A successful case study of a business adopting multichannel commerce is Pharmapacks. It started as a brick-and-mortar pharmacy store in 2010 which first entered the digital space in 2011. Pharmapacks recorded US$31.5 million in sales in 2014, a 3,035 per cent growth prior to its online venture. It then generated US$250 million in 2020. Apart from that, listing products and services via a multichannel approach creates convenience for the end user as they have different ways to make a purchase. To some extent, it is also a way for the business to fend off competition as it now has presence in markets where its competitors are present or can even gain an advantage where its competitors are absent.

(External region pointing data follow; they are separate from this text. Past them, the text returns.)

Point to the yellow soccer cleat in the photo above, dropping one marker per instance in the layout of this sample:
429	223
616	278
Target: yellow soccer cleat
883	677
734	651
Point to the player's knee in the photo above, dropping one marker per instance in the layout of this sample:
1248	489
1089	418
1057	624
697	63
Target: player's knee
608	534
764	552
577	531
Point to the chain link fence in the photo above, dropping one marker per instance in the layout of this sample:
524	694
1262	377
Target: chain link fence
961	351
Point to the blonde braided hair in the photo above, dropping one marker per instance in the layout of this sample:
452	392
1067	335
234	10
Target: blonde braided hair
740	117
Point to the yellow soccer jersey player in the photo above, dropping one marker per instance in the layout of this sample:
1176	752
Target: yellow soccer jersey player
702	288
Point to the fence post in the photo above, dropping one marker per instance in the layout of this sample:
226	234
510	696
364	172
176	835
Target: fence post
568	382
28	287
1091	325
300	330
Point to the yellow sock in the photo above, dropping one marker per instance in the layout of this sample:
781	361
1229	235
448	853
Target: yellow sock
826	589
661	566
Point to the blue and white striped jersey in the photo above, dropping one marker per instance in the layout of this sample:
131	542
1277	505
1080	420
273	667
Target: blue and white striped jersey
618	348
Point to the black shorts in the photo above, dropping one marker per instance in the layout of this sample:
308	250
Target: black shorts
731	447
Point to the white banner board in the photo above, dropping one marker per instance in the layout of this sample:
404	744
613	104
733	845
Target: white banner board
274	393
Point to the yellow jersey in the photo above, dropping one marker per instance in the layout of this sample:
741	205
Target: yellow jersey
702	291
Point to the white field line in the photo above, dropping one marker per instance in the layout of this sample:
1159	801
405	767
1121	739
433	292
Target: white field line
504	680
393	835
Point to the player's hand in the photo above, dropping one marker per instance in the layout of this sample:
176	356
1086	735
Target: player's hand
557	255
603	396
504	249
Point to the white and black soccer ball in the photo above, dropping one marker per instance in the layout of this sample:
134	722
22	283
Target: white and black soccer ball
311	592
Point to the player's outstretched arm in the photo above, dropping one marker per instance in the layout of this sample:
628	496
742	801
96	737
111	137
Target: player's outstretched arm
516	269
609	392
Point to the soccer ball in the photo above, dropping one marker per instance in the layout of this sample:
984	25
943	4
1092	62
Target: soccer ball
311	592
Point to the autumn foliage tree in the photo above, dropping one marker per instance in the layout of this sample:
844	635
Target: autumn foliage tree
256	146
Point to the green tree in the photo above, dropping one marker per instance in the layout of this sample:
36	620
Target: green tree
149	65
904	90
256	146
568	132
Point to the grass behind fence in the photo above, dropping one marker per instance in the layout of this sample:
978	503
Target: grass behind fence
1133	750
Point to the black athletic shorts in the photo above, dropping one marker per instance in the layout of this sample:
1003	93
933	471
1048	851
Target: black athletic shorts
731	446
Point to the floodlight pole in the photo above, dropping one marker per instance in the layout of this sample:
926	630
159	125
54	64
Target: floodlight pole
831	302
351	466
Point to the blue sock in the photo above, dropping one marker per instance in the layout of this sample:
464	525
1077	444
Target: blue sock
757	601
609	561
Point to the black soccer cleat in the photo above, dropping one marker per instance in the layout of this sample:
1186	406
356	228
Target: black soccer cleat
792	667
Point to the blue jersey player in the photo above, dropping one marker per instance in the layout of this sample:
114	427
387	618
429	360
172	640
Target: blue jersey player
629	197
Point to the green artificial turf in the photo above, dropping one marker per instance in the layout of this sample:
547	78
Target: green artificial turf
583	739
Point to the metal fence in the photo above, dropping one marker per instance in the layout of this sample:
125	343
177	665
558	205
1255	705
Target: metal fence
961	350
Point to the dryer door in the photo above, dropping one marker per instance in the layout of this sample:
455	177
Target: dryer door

While it is a low cost method to tap into a large audience, this multichannel approach may not be effective in building brand awareness and loyalty. For one, the business has little control over how its products are promoted on each of the platforms. This could create problems such as inconsistent product visibility and a poor online shopping experience. Having an intermediary creates challenges for business owners to effectively collect customer data and react to user feedback in a timely manner. This has an impact on the reputation of a brand, which has become an increasingly important differentiating factor for a business to stand apart from its competitors.
In fact, this had led to the rise of companies such as Thrasio, whose business model focuses on acquiring third party merchants on Amazon. The idea is to consolidate and create synergies in sales and marketing strategies for the portfolio of products from the acquired merchants to strengthen the brand name in the competitive marketplace landscape. So, where does this leave us with the questions posed earlier?
The answer depends on the aim of a particular business. D2C is able to attract or cultivate ‘high quality’ customers with a greater customer lifetime value (LTV) through building brand awareness and loyalty if done properly. Conversely, the multichannel approach allows businesses to tap into a wider audience more efficiently. Hence, the choice is between ‘quality’ and ‘quantity’. That said, the D2C and multichannel models are not mutually exclusive. End consumers increasingly demand high quality services and convenience when shopping online. Thus, both the D2C and multichannel model will continue to grow in importance as they each serve different purposes and consumer needs.